Remarks to the Wall Street Project conference in New York City

Weekly Compilation of Presidential Documents, Jan 19, 1998

Thank you very, very much, Reverend Jackson. Thank you, ladies and gentlemen. Thank you, Mr. Grasso and Mr. Jones, and all the other sponsors of this event for this historic day. I thank Secretary Herman for her leadership and for coming up here with me today, along with our SBA Administrator, Aida Alvarez. I don't know if Ambassador Richardson is in the audience, but I'll take a chance, because if he's here and I don't mention him, I'll live with it from now on - [laughter] - and because he cares deeply about these issues. I also see Reverend Suzan Cook, a member of our race advisory board, here. I have many other friends here, business people, the mayors, and others. I thank the Members of the New York congressional delegation for coming, Congressman Rangel, Maloney, Owens, Manton, and Representative-elect Meeks. And I thank Lieutenant Governor Ross and Comptroller McCall and Speaker Silver, and any other State officials who might be here, and Mr. Green and Mr. Vallone and any other city officials who are here.

Let me say that I've looked forward to this, but it occurs to me, on Martin Luther King's birthday, that the real danger we have here is that Reverend Jackson and I and all the others might be here preaching to the saved, that we all agree with what we're here to talk about. But there is still some merit in our being here in the hope that we can reach beyond those in this room in this very high place to those who are at work down below us today here in New York and throughout the country. Maybe we should have just let Santita sing to them. That would have persuaded them better than anything I could say.

It is true, Mr. Avant, that I told Jesse that I knew this was a historic day, because you've been to the White House a half-dozen times and never worn a tie. [Laughter] So I know that we are onto something big here. [Laughter]

Let me tell you - this is not part of my remarks, but I want to emphasize on Martin Luther King's birthday, since we're here talking about expanding opportunities of American enterprise to all our citizens, what I did this morning before I came up here. This day is always one of my very favorite days as President. This was the day this year that I awarded the Presidential Medals of Freedom. And let me give you some - I may not have every name down here, but I think this is interesting. If you just listen to the names, it will tell you something about your country.

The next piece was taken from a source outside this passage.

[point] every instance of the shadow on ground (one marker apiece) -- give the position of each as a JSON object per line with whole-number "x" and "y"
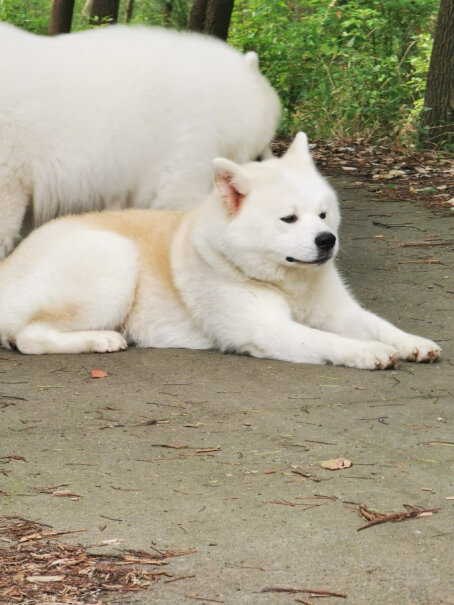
{"x": 177, "y": 449}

Arnie Aronson, an 86-year-old Jewish American who founded - cofounded the Leadership Conference on Civil Rights, worked all the way back with A. Philip Randolph in the forties on civil rights; James Farmer, 87 years old; Fred Korematsu, the Japanese-American who refused to go quietly into the internment camp in World War II and fought for years to have his conviction overturned - [inaudible] - Mario Obledo, former LULAC leader and one of the founders of the Mexican American Legal Defense Fund; Justin Dart, the man who probably is more responsible for the Americans with Disabilities Act than any other single American citizen; Mardy Murie, a 93-year-old conservationist who lives at the foot of the Grand Tetons in Wyoming, who has done so much to save the West; the distinguished American psychiatrist Robert Coles, who probably has had more influence through his academic writings to promote equal opportunity for all children and the whole cause of citizen service than any other academic in America; Frances Hesselbein, who saved the Girl Scouts when they were on the brink of extinction by diversifying the Girl Scouts and unifying them; Al Shanker of New York - [applause] - posthumously.

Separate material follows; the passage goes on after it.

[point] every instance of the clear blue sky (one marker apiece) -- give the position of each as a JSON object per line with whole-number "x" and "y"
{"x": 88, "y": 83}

My wife said these were just ordinary American citizens, and I said, yes, ordinary American citizens like Brooke Astor and David Rockefeller - I gave them the Medal of Freedom today. [Laughter] And I did it for a very important point that brings us to Wall Street: They had other options. They didn't really have to go out and do good with their lives, but they did it anyway. Wilma Mankiller, the first woman to be chief of the Cherokee Nation; Elliot Richardson, who holds more - who's held more Cabinet positions than any other American citizen, a distinguished Republican who had a lot to do with saving our Constitution. And there were others, Admiral Zumwalt and a couple of others.

But I just give these names to give you a feel for what America is really all about. All these incredibly different people from different walks of life who made our country what it is. And it's a better country. And when it was over today and everybody was filing out of the East Room at the White House, they were all thinking, "Gosh, these people are all so different, but they shared something special in their citizenship, in their service, in their devotion to the ideals of this country. And because they all played their roles, we are a much greater, bigger, better country." That's really what we're here to talk about today.

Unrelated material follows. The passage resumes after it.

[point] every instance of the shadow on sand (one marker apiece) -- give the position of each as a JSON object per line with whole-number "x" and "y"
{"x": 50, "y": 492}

From the beginning, this country was set on a mission by the Founders - and I quote - "to form a more perfect Union." It was a brilliant formulation of a national mission, because it recognized that our work would never be done and that there is no such thing as perfection, so that we would always have something new to do. And they wrote this Constitution for us that's full of good basic values, recognizing that it would always have to be applied to changing circumstances; and that if we kept the values and kept the mission in mind, that we were always supposed to be forming a more perfect Union, we might have a chance to do better than any other people had in human history. Over 220 years later, we're still here, the longest lasting big democracy in the history of humanity.